OpenAI has identified super-intelligence as the most significant and potentially dangerous technology that could be developed, and is emphasizing its alignment with human intent as a vital issue. While current techniques for aligning AI systems, like reinforcement learning from human feedback, rely on human supervision, these techniques are not scalable for superintelligence. OpenAI proposes to develop an automated alignment researcher with human-level capabilities, which can then be scaled up.
Key steps in this process will include developing scalable training methods, validating the model, and stress testing the alignment pipeline. The training will involve AI systems assisting in the evaluation of other AI systems (scalable oversight). For validation, the process includes automated searches for problematic behaviors (robustness) and internals (automated interpretability). Stress testing will involve deliberately training misaligned models and checking the effectiveness of techniques in detecting serious misalignments (adversarial testing).

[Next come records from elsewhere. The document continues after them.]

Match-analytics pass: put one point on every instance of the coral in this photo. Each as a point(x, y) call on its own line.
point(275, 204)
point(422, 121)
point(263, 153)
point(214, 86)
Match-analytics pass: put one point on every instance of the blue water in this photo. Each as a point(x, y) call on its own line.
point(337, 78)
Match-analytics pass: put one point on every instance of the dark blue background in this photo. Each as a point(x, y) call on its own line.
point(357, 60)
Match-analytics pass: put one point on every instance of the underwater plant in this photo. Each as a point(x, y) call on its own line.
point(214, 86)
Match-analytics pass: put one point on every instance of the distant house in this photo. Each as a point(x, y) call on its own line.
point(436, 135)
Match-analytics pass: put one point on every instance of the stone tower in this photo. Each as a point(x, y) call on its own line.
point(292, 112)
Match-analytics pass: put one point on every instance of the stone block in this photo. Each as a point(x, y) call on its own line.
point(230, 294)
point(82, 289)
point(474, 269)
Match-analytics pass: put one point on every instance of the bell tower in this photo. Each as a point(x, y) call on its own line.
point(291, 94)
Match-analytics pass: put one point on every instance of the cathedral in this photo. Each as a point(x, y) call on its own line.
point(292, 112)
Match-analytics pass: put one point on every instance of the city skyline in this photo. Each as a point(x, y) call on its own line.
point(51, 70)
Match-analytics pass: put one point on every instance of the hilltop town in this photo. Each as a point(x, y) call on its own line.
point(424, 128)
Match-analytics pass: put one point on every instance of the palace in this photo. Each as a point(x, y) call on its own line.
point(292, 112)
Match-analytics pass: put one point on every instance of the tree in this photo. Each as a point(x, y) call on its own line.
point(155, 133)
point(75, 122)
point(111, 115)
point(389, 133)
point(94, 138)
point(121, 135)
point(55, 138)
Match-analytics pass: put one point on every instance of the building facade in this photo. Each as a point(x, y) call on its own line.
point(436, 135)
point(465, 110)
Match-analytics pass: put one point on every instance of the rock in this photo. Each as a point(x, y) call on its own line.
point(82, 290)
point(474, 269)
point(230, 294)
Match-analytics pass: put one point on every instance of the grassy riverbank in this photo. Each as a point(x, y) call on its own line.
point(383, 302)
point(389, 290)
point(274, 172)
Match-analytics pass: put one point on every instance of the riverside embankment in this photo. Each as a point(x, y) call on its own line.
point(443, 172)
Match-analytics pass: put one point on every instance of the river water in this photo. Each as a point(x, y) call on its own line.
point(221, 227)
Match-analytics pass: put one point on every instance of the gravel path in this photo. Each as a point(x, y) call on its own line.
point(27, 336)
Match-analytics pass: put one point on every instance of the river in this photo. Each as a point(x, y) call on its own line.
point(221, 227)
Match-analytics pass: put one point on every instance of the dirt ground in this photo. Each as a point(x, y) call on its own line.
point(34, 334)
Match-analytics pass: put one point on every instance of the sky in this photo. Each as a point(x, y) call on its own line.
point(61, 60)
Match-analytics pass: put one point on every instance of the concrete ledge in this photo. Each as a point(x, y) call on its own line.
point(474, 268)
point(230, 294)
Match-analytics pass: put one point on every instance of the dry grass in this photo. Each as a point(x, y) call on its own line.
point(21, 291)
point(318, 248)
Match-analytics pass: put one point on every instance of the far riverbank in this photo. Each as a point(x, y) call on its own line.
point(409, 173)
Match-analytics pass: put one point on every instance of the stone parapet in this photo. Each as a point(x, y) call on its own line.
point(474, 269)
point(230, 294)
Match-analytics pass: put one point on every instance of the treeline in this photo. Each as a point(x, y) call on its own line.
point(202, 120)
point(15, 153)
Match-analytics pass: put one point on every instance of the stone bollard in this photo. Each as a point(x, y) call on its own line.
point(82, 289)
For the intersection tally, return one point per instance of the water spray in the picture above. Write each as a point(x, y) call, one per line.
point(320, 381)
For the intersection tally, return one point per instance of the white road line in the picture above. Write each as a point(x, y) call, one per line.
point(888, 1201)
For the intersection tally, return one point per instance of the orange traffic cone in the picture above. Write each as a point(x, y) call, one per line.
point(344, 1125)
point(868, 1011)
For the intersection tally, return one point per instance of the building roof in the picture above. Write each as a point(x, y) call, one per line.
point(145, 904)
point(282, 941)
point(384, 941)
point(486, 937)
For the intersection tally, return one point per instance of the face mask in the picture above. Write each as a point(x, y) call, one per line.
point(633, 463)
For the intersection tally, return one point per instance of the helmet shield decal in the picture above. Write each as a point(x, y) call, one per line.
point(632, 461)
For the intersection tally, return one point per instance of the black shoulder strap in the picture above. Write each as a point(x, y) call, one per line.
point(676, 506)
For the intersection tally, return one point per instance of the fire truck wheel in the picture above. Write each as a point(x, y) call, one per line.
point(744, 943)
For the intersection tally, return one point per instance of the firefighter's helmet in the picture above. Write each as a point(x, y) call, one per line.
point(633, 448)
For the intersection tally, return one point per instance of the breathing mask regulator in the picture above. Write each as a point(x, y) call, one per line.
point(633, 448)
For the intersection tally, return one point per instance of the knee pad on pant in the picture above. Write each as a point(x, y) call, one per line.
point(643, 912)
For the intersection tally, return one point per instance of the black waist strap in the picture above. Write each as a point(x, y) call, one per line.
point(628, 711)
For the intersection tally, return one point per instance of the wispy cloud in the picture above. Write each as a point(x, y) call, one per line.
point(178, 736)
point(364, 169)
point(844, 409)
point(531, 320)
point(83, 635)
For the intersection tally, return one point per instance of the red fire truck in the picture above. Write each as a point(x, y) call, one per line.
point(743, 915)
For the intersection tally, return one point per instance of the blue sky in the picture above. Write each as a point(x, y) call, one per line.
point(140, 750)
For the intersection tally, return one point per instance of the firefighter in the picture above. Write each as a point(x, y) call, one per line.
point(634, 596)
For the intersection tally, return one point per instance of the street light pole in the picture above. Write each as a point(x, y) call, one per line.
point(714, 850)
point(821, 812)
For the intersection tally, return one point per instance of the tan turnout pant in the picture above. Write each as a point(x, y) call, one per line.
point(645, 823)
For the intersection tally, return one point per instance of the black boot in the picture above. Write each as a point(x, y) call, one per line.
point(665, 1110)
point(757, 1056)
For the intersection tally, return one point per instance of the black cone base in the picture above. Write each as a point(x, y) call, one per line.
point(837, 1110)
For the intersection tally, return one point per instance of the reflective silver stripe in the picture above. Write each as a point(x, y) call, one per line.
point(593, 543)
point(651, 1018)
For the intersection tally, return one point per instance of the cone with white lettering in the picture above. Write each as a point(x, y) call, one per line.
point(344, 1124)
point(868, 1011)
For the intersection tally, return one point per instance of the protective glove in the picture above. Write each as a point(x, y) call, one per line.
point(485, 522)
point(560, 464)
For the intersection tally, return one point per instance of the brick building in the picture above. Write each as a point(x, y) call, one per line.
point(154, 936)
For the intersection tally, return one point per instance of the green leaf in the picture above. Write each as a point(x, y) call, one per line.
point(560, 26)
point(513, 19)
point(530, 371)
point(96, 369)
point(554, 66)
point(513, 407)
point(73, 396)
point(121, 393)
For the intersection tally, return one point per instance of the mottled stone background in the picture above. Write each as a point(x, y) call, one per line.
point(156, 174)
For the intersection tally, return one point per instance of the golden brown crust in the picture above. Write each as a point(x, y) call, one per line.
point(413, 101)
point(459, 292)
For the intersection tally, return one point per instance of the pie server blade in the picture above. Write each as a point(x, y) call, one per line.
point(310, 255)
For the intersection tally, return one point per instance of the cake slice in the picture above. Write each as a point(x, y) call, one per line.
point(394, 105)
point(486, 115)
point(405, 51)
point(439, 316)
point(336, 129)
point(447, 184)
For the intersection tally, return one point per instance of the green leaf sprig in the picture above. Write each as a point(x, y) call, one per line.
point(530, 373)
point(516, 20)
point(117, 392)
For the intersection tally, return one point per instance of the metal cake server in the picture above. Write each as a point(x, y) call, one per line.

OpenAI is assembling a team of top machine learning researchers and engineers, dedicating 20% of their compute resources over the next four years to this effort. The goal is to solve the core technical challenges of superintelligence alignment within this time frame. Although the goal is ambitious, there is optimism due to promising preliminary experiments, useful progress metrics, and the ability to empirically study many of these problems using today’s models.
Ilya Sutskever and Jan Leike will co-lead the team, which will include researchers and engineers from across the company. OpenAI also invites outstanding researchers and engineers to join this effort. They plan to share their findings broadly and aim to contribute to the alignment and safety of non-OpenAI models.
The superintelligence alignment project will run alongside OpenAI’s existing work aimed at improving the safety of current models, mitigating AI risks such as misuse, economic disruption, disinformation, bias, and addiction, and engaging with interdisciplinary experts to consider broader human and societal concerns.
Practically
The practical implementation of superalignment as described by OpenAI can be divided into several steps:
1. Assemble a Team: Gather top machine learning researchers and engineers to work on the problem. This includes experts from within OpenAI and new recruits.
2. Resource Allocation: Dedicate a substantial portion of the organization’s computational resources to the problem. In OpenAI’s case, they will commit 20% of their compute resources over the next four years.
3. Develop a Scalable Training Method: The goal is to create a human-level automated alignment researcher. This involves designing a training protocol that can effectively teach an AI system to align itself with human values and intentions.
4. AI Systems Evaluating AI Systems (Scalable Oversight): Leverage the abilities of existing AI systems to evaluate and provide feedback on other AI systems. This will help in providing a training signal for tasks that are hard for humans to evaluate.
5. Model Validation: Once the AI model has been trained, it needs to be validated. This involves automated searches for problematic behaviors (robustness) and problematic internals (automated interpretability) to ensure alignment with human values and intent.
6. Stress Test the Alignment Pipeline (Adversarial Testing): This involves deliberately training misaligned models and checking the effectiveness of the alignment techniques in detecting major misalignments.
7. Iterative Improvement: Use the lessons learned from the model validation and stress testing to improve the training method and alignment techniques.
8. Community Engagement and Transparency: Plan to share their findings with the broader AI and machine learning community, contributing to the safety and alignment of non-OpenAI models.
9. Consideration of Sociotechnical Problems: Alongside the technical work, actively engage with experts in various disciplines to consider broader human and societal concerns related to superintelligent AI.
10. Success Metric: The ultimate aim is to provide evidence and arguments convincing the machine learning and safety community that the problem of superintelligence alignment has been solved. If a high level of confidence in the solution isn’t achieved, the findings should at least allow the community to plan appropriately.